Anduvieron un par de horas al tranco de aquel caballo que tiraba del carro, haciéndolo avanzar por la huella que se alejaba del lago y se internaba en el campo. Berta marchaba recostada sobre unos cueros, abrigada con mantas y ponchos, con Mabel a su lado. Al descender, la recostaron sobre una cama que la curandera tenía en una habitación contigua. Se trataba de una anciana, a la que algo de la nieve de las montañas parecía habérsele posado en la cabellera, algo encorvada y de pocas palabras. Su mano, de aspecto rudo, suave, del color de la tierra, se posó sobre el vientre de Mabel y luego, ayudada por una vela, observó la piel.

- Esta muchachita tiene la culebrilla -dijo doña Paulina cuando salió de la habitación a buscar unas cosas que necesitaba.

Mabel y Nazario escucharon en silencio. Esperaban en la cocina a que la mujer hiciera su cura.

- Va a tener que quedarse acá -dijo Paulina, luego de un rato- la voy a tener que curar un par de días y no le va a hacer bien andar yendo y viniendo -concluyó la machi.

Mabel entró a la habitación donde descansaba Berta. La tomó de la mano y vio las lágrimas que nublaban la mirada de su amiga. Había perdido esa luz chispeante que siempre mostraban sus ojos y la pena mezclada con el dolor se habían apoderado de ese rostro de piel clara, tan de otro lugar.

- Vas a estar bien -le dijo Mabel tomándola de las manos- yo me voy a quedar con vos. Nazario va a volver al pueblo y en un par de días nos viene a buscar -concluyó esa mujer que era para Berta mucho más que una amiga.

Un par de días después llegó a buscarla Armando. Nazario había pedido permiso en su trabajo y fue hasta la estancia, en un caballo prestado, para avisarle de la enfermedad de su compañera.

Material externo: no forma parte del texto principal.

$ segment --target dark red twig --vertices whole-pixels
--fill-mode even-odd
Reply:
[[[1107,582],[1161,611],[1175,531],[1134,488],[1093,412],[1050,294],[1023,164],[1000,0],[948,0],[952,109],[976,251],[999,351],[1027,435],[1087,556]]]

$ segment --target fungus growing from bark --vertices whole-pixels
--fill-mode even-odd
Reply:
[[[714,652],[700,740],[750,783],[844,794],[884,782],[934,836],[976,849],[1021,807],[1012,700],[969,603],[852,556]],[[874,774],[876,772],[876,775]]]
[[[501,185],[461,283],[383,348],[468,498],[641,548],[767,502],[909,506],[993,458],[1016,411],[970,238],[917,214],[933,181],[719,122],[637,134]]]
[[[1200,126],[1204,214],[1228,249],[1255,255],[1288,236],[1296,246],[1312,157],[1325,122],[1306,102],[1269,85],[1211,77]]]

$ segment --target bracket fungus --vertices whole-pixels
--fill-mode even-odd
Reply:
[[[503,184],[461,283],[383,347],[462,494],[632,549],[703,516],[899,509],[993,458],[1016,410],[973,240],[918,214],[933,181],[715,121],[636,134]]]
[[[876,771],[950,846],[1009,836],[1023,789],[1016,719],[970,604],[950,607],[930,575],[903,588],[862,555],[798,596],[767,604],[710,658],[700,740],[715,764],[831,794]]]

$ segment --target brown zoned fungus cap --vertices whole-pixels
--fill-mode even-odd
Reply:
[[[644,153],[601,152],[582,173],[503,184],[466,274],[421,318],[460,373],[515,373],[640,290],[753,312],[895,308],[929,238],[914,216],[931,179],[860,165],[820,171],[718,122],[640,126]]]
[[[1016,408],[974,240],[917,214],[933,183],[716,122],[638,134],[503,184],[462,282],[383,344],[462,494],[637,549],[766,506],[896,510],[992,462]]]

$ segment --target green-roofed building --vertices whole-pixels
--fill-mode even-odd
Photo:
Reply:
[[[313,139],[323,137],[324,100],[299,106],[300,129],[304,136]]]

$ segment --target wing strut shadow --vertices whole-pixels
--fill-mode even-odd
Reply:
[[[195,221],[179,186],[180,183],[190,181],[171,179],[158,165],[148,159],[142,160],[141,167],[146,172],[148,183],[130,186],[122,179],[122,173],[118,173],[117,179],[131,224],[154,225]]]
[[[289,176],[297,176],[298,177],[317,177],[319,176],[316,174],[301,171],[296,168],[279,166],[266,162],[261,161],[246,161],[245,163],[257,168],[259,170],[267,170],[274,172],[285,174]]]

Berta, sentada a la mesa de la cocina de esa pequeña casita que iban acondicionando con su compañero, terminó de releer la carta de su hermana y comenzó a escribir en una hoja, deteniéndose cada tanto, pensando cada palabra. Mientras lo hacía recordó el tiempo transcurrido en esa aldea de montaña a la que el amor la había llevado. En su Armando, en ese mundo tan diferente al de Italia y Buenos Aires que había descubierto a sus jóvenes veinte años. Pasó suavemente su mano sobre el pullover de lana que llevaba puesto, ese que le había tejido la esposa de un puestero de la estancia donde trabajaba Armando, en el aroma a carne de capón, en la leche recién ordeñada, en el olor a leña quemada que inundaba el aire, en las calles de tierra. Miró por la ventana y vio la casa de sus vecinos, pensó en Mabel, esa mujer tan de la tierra y orgullosa de su origen, que le contó de esa gente que habitaba el lugar desde mucho antes que llegaran “los wincas”, como solía decir. Antes de doblar el papel e introducirlo en el sobre, leyó la frase de despedida que había escrito. “Aquí está mi lugar, entre esta gente. Encontré el amor y las adversidades parecieran agrandarlo”.

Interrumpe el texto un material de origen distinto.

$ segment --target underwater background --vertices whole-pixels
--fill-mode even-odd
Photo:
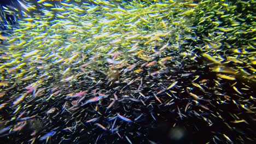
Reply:
[[[254,143],[255,9],[2,1],[0,143]]]

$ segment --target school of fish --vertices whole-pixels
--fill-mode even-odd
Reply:
[[[0,33],[4,143],[256,141],[255,1],[17,2],[0,10],[16,22]]]

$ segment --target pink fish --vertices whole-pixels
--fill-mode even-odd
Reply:
[[[98,100],[100,100],[100,99],[101,99],[103,97],[105,97],[105,96],[100,95],[100,96],[97,97],[94,97],[93,98],[91,98],[90,99],[88,100],[85,103],[82,104],[81,106],[83,106],[83,105],[85,105],[85,104],[86,104],[88,103],[93,103],[93,102],[98,101]]]
[[[79,97],[82,95],[83,94],[85,94],[86,92],[86,91],[82,91],[79,93],[77,93],[75,94],[74,94],[73,96],[73,97]]]
[[[120,118],[121,119],[124,120],[127,122],[132,122],[132,120],[131,120],[130,119],[129,119],[127,117],[124,117],[123,116],[120,115],[119,113],[118,113],[117,115],[118,115],[118,117]]]

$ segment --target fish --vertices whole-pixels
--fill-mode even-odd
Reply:
[[[101,100],[103,98],[105,98],[106,96],[104,95],[100,95],[96,97],[92,98],[91,99],[90,99],[85,101],[84,104],[82,104],[81,106],[85,105],[86,104],[88,103],[94,103],[94,102],[96,102]]]
[[[51,136],[53,136],[54,135],[56,134],[56,131],[50,131],[48,133],[45,134],[44,135],[41,136],[40,137],[40,140],[46,140],[46,143],[49,140],[49,139],[50,139]]]
[[[100,128],[101,128],[102,129],[104,130],[107,130],[107,129],[104,127],[102,125],[99,124],[99,123],[95,123],[95,125],[99,127]]]
[[[125,122],[129,122],[129,123],[132,122],[132,120],[131,120],[130,119],[120,115],[119,113],[117,113],[117,115],[118,115],[118,117],[120,119],[122,119],[123,121],[125,121]]]

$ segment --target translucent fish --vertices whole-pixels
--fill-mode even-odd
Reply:
[[[95,125],[99,127],[100,128],[101,128],[101,129],[102,129],[104,130],[107,130],[107,129],[104,126],[103,126],[102,125],[101,125],[101,124],[100,124],[99,123],[95,123]]]
[[[98,97],[91,98],[90,99],[86,101],[85,101],[85,103],[81,105],[81,106],[83,106],[83,105],[85,105],[86,104],[88,104],[88,103],[91,103],[98,101],[99,101],[100,99],[101,99],[102,98],[103,98],[105,96],[103,96],[103,95],[100,95]]]
[[[50,131],[44,136],[40,137],[40,140],[48,140],[51,136],[56,134],[55,131]]]
[[[96,121],[97,121],[99,118],[100,117],[96,117],[96,118],[92,118],[91,119],[89,119],[89,120],[86,121],[85,123],[90,123],[90,122],[94,122]]]
[[[119,113],[117,113],[118,115],[118,116],[119,118],[120,118],[122,120],[124,120],[125,121],[125,122],[132,122],[132,121],[130,119],[127,118],[127,117],[125,117],[123,116],[121,116],[121,115],[120,115]]]

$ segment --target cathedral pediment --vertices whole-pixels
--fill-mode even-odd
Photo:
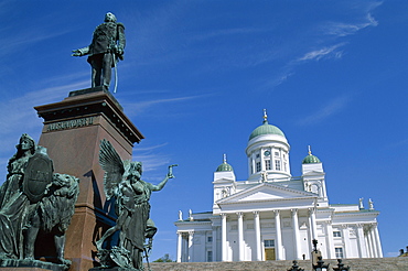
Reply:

La voz de Mabel llamándola desde el cerco la sacó de sus pensamientos. Salió al patio, su vecina cargaba en brazos al más pequeño de sus hijos. Saludaron a don Álvarez, el esposo de una modista de la otra cuadra. Estaba por caer la tarde y seguramente, en un rato más, llegaría Armando para seguir soñando juntos. Berta entró a su casa. Era feliz.